This months issue of the European Journal of Child and Adolescent Psychiatry (ECAP) has a broad range of topics, research approaches, and perspectives to enjoy. One of the particular pleasures of being involved in ECAP is the breadth of perspectives taken, with papers coming from across Europe, and beyond.

As well as the geographical breadth of the papers in this issue, there are three other examples of the breadth of perspective needed in Child and Adolescent Psychiatry. The first of these are the multiple perspectives required in our understanding of aetiology and treatment. As specialists working with children and families with mental health difficulties we have to hold a wide variety of factors in mind, including risks and mechanisms that might include psychological, social as well as biological factors. This complexity is illustrated by the psychosocial focus of March-Llanes and colleagues [1] in exploring the potential impact of stressful life events on psychopathology and Gutiérrez-García and colleagues [2] in exploring the long term mental health outcomes for young people not in education, employment or training in Mexico City on the one hand. In contrast and in search of a more biological understanding of the development of some disorders de la Torre-Luque and colleagues [3] and Rozenman and colleagues [4] both explore the physiological response of young people developing anxiety, through the cardiac profile and autonomic responses of young people respectively. Similarly Rommel and colleagues [5] explore the EEG profiles of adolescents born prematurely, and Evangelista and colleagues [6] assess the serum levels of kynurenine metabolites in young people with a diagnosis of ADHD.

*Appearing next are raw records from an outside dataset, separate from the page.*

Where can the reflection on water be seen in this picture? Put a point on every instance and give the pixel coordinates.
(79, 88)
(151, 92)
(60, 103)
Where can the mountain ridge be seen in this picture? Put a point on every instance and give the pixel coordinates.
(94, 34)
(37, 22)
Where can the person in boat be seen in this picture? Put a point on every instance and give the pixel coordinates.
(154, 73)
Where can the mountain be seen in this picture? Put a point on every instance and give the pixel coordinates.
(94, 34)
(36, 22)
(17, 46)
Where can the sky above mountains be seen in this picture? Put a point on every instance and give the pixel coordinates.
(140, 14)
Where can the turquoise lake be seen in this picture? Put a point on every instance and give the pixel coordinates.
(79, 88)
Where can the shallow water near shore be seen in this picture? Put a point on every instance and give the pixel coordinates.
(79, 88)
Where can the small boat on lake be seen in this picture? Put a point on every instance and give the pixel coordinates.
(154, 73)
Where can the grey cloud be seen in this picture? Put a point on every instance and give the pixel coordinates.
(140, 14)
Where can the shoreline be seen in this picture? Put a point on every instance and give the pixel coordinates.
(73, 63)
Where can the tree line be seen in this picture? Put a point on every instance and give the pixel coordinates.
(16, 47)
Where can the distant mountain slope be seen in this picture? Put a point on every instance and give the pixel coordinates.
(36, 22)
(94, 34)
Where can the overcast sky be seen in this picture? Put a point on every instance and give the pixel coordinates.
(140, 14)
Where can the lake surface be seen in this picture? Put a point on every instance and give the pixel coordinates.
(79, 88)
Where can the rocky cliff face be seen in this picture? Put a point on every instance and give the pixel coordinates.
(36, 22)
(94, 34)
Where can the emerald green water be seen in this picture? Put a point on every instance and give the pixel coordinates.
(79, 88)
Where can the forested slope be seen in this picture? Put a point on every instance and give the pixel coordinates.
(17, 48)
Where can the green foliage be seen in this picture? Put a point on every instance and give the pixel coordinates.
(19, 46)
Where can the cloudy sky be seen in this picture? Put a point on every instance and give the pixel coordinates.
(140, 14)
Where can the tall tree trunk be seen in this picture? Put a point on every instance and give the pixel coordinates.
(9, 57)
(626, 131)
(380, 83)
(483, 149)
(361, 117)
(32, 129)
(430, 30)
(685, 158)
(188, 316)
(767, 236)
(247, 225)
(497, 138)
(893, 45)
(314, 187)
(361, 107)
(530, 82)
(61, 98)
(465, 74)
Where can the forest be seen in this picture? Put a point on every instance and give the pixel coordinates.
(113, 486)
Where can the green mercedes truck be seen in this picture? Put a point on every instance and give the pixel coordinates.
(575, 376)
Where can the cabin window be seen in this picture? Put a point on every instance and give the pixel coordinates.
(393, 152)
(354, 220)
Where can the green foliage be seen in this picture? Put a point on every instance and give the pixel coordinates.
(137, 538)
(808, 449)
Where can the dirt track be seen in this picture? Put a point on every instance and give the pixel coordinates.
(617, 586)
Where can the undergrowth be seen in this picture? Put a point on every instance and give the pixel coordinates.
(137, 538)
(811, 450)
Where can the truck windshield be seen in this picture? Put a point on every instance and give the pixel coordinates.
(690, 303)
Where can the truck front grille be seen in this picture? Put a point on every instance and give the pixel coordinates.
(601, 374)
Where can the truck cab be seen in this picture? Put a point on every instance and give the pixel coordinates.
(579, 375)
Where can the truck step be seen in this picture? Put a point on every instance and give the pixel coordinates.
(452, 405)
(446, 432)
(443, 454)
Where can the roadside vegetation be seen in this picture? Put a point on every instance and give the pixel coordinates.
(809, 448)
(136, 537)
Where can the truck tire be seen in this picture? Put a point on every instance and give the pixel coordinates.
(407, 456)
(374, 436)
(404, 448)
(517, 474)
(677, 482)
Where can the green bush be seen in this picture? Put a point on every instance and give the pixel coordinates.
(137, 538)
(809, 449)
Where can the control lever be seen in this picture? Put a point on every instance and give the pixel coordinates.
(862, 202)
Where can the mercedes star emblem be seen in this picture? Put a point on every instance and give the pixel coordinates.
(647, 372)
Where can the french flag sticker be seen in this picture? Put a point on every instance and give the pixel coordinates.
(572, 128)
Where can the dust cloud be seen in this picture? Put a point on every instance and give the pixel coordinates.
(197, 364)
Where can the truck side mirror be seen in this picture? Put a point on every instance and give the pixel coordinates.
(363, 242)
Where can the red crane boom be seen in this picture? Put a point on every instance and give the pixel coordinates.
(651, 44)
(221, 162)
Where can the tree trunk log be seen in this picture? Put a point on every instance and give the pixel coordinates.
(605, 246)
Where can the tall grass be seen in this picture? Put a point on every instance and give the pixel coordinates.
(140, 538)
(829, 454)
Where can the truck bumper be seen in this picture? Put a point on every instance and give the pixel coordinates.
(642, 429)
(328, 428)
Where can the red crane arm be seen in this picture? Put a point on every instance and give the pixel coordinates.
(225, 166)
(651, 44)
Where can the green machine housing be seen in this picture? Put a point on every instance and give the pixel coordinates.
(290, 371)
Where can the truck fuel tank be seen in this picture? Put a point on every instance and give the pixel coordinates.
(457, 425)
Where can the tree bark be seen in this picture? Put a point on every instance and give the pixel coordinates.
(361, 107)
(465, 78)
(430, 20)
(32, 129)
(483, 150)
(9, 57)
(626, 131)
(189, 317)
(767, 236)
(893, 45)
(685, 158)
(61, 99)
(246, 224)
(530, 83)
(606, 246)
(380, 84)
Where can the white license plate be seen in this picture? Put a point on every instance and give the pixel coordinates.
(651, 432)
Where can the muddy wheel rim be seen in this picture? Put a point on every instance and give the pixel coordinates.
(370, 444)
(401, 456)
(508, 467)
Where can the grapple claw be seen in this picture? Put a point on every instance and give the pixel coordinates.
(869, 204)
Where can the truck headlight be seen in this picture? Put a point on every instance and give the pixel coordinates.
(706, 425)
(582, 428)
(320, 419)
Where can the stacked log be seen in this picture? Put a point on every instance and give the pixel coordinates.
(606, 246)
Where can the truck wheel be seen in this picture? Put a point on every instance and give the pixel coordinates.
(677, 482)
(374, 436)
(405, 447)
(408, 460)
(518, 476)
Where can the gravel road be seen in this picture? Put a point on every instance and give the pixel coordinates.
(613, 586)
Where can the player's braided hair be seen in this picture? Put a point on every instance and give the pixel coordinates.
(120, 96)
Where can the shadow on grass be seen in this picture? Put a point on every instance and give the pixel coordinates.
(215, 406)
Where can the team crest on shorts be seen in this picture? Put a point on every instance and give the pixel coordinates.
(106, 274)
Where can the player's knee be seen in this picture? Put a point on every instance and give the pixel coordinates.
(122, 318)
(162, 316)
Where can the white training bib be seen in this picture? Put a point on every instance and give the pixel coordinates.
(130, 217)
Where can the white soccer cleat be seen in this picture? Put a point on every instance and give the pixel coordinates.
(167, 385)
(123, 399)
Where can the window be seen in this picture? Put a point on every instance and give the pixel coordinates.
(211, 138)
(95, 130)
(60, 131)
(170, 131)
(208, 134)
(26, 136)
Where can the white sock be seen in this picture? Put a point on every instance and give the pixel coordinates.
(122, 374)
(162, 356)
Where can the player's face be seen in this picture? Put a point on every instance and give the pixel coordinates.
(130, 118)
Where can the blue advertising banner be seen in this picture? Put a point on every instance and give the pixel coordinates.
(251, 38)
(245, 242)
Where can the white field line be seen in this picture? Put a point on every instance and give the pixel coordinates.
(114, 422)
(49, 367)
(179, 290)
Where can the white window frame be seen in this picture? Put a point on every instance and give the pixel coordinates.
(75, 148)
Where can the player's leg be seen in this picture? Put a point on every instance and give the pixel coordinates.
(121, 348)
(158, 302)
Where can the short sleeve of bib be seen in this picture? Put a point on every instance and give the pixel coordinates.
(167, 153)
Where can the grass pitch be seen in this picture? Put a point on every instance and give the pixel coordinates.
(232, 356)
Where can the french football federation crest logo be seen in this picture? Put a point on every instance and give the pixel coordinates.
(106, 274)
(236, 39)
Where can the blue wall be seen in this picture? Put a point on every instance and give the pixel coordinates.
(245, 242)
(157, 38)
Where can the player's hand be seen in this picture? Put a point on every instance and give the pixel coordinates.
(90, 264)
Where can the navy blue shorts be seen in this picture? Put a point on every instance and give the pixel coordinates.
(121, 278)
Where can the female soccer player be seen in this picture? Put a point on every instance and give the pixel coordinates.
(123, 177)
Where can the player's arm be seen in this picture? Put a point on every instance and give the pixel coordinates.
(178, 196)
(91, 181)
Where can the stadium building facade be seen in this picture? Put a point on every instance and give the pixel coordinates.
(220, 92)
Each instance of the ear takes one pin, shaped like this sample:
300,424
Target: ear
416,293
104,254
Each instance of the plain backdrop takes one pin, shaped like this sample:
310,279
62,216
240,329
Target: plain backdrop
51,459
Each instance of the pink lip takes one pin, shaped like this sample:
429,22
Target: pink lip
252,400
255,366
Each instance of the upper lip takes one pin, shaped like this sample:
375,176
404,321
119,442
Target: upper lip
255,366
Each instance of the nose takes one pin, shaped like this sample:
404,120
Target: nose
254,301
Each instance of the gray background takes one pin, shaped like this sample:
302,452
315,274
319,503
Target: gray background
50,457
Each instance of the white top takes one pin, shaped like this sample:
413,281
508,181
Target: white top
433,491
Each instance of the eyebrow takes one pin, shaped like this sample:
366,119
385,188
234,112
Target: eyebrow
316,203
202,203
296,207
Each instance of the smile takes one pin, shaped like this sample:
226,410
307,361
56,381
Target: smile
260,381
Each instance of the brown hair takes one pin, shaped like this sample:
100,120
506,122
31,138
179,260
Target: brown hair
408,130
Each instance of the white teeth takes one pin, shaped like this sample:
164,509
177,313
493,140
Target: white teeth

The second example of breadth exemplified in these papers is the need to hold in mind the potential advantages and problems inherent in the use of diagnoses. The challenges inherent in diagnosis are also explored in this body of papers. With revisions of the ICD classification underway, discussions and debates are prominent about the utility of specific diagnoses, and indeed the utility of diagnosis full-stop amongst some professional groups. Diagnoses properly used can aid communication and shared understanding about a problem, but in the context of the changes inherent in children’s development they can be problematic. This is seen in part in the high levels of comorbidity seen alongside ADHD explored in the paper by Reale and colleagues [7]. Comorbidity is so common in child and adolescent mental health, and it does illustrate some of the problems with our categorisation of mental distress and difficulties that young people experience.

The third example of breadth in this issue is in the wide range of methods used to undertake the research described. There are few journals which will contain epidemiological studies, meta-analyses, and physiological and psychometric lab based studies, and accord them appropriate weight and space. This to my mind is a strength of our field of practice, which we can be proud of, but also sits alongside the humility we must have of knowing there is much we do not know—including sometimes not being certain of the best and most consistent ways of describing the problems that young people experience and the best ways of helping them.

To finish on a personal note, this will be my last editorial as a member of the editorial board of the journal. I have greatly enjoyed this role over the past 3 years, reviewing and editing a wide range of submissions on topics from infant mental health to depression in adolescence and I wish Johannes Hebebrand and the Editorial Board every success going forward. I will remain a committed reader of the journal.